For the ‘white horse’ crowd -
Video replay: Chief White Fox at Mountaineer, July 1, breaking maiden
The 3-year-old son of The White Fox bested the runner-up by 5 ¼ lengths in the one-mile race under jockey Marco Ccamaque. He covered the distance in 1:42.92 over a track rated fast as the favorite.
Chief White Fox is one of only a small handful of Thoroughbreds to be registered as “white” by The Jockey Club.

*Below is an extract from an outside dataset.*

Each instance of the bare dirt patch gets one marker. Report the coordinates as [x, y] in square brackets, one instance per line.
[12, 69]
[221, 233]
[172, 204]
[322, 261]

White is the rarest color in the Thoroughbred registry, a genetic mutation that is dominantly inherited. Diamonds and Lace, Chief White Fox’s dam, is a dark bay or brown Shirttail Flying mare with no white horses in her pedigree. Chief White Fox, her first white foal, is her third winner from as many offspring to race.
However, late sire The White Fox comes from a long line of registered white horses in the Patchen Wilkes Farm breeding program. Seven of the 10 foals by the deceased son of Pioneering are registered as white. Three have raced, with two winners; led by gray or roan gelding Patchen Fox, who has won four of 10 starts for earnings of $54,811.
Chief White Fox is the first white foal by The White Fox to win a race. The colt was born and raised at Brown’s Elmhurst Farm in Lexington, Ky.
“I condition him at Keeneland’s Thoroughbred Training Center on Paris Pike,” Brown said. “There have been a lot of show horse people who want to breed to him. But I’m going to keep racing him – at least for the time being.”